Sam
Sam

Reputation: 14586

Azure pipeline runs forever if not using approval timeout

I have recently moved from Classic release to YAML release pipeline. With Classic release I would simply trigger manually the deployment I was interested in (Dev, Integration, UAT or Production).

However with YAML pipeline I use stages and they are triggered automatically after building. To prevent that, I've added Approval guard on the Integration stage as shown below.

enter image description here

However the pipeline was running indefinitely and would never end. So I've set a 5 minute timeout on approval and now the Integration stage is marked as Skipped if nobody approves.

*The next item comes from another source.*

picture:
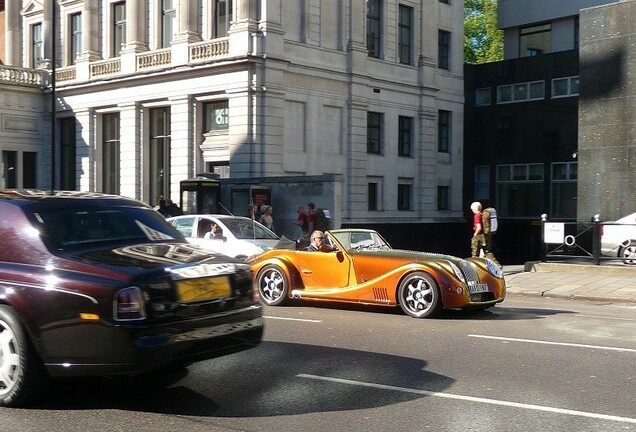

I feel I'm not doing it the right way as it is quite different from classic release.

Is this the correct way to handle release pipeline when using YAML ?

enter image description here

Upvotes: 0

Views: 1223

Answers (1)

Leo Liu
Leo Liu

Reputation: 76670

Is this the correct way to handle release pipeline when using YAML ?

Yes, you are on the correct way (At least for now).

Just as you said in the question, Azure devops does not support manually triggered stage(s) in YAML multi-stage pipelines. So, we could not simply trigger manually the deployment stage we are interested in.

There is an On Roadmap user voice about this request:

Manually triggered stage(s) in YAML multi-stage pipelines

You can look forward to it, and I believe it will meet us soon.

So, your workaround is correct for now.